Log4J 2.x is up next, although I think I'm going to take a break for a few months. I have several other projects that have taken a back seat, including a library of AWS utility classes that I started a year ago and hasn't seen its first release.

Happy Holidays!

Sunday, December 16, 2018

Database Connection Pools Need To Evolve

I never thought very deeply about connection pools, other than as a good example of how to use phantom references. Most of the projects that I worked on had already picked a pool, or defaulted their choice to whatever framework they were using. It is, after all, a rather mundane component, usually hidden behind the object relational manager that you use to interact with your database.

Then I answered this Stack Overflow question. And, after playing around a bit and writing a much longer answer, I realized that connection pools — even the newest — have been completely left behind by the current best practices in database management. Two of those practices, in particular:

  • Database credentials should be handled with care

    All of the pools that I've used expect you to provide database credentials in their configuration. Which means that you, as a security-conscious developer, need to retrieve those credentials from somewhere and manually configure the pool. Or, as a not-so-security-conscious developer, store them in plain text in a configuration file. In either case, you're doing this once, when the application starts. If there's ever a need to change credentials, you restart your application.

    That makes it difficult to practice credential rotation, where your database credentials change on a frequent basis to minimize the impact of losing those credentials. At the extreme, Amazon's RDS databases support generation of credentials that last only 15 minutes. But even if you rotate credentials on a monthly basis, the need to restart all of your applications turns this simple practice into a major undertaking, almost certainly manual, and one that may require application downtime.

  • Failover isn't a big deal

    Failover from primary database to replica has traditionally been a Big Event, performed manually, and often involving several people on a conference call. At a minimum you need to bring up a new replaca, and with asynchronous, log-based replication there is always the chance of lost data. But with modern cluster-based database servers like Amazon Aurora, failover might happen during unattended maintenance. If the application can't recognize that it's in the middle of a short-duration failover, that's means it's still a Big Deal.

One solution to both of these problems is for the pool to provide hooks into its behavior: points where it calls out to user code to get the information it needs. For example, rather than read a static configuration variable for username and password, it would call a user-defined function for these values.
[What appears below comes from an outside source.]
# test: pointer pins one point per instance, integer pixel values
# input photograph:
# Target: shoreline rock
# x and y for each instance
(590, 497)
And that's fine, but it made me realize something: the real problem is that current connection pools try to do two things. The first is managing the pool: creating connections, holding them until needed, handing them out, collecting them again when the application code forgets to close them, and trying to do all of this with the minimal amount of overhead. The second task is establishing a connection, which has subtle variations depending on the database in use.
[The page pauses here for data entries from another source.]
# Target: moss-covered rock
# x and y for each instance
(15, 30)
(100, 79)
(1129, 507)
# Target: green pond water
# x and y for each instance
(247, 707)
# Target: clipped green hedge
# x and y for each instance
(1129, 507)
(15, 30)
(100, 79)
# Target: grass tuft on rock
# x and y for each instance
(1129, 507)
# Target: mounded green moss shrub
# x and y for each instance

I think that the next evolution in connection pools is to separate those behaviors, and turn the connection management code into a composable stack of behaviors that can be mixed and matched as needed. One person might need a MySQL connection factory that uses an IAM credentials provider and a post-connection check that throws if the database is read-only. Another person might want a Postgres connection factory that uses an environment-based credentials provider and is fine with a basic connection check.

The tricky part is deciding on the right interfaces. I don't know that the three-part stack that I just described is the right way to go. I'm pretty sure that overriding javax.sql.DataSource isn't. And after creating an API, there's the hard work of implementing it, although I think that you'll find a lot of people willing to contribute small pieces.

The real question: is there a connection pool maintainer out there who thinks the same way and is willing to break her pool into pieces?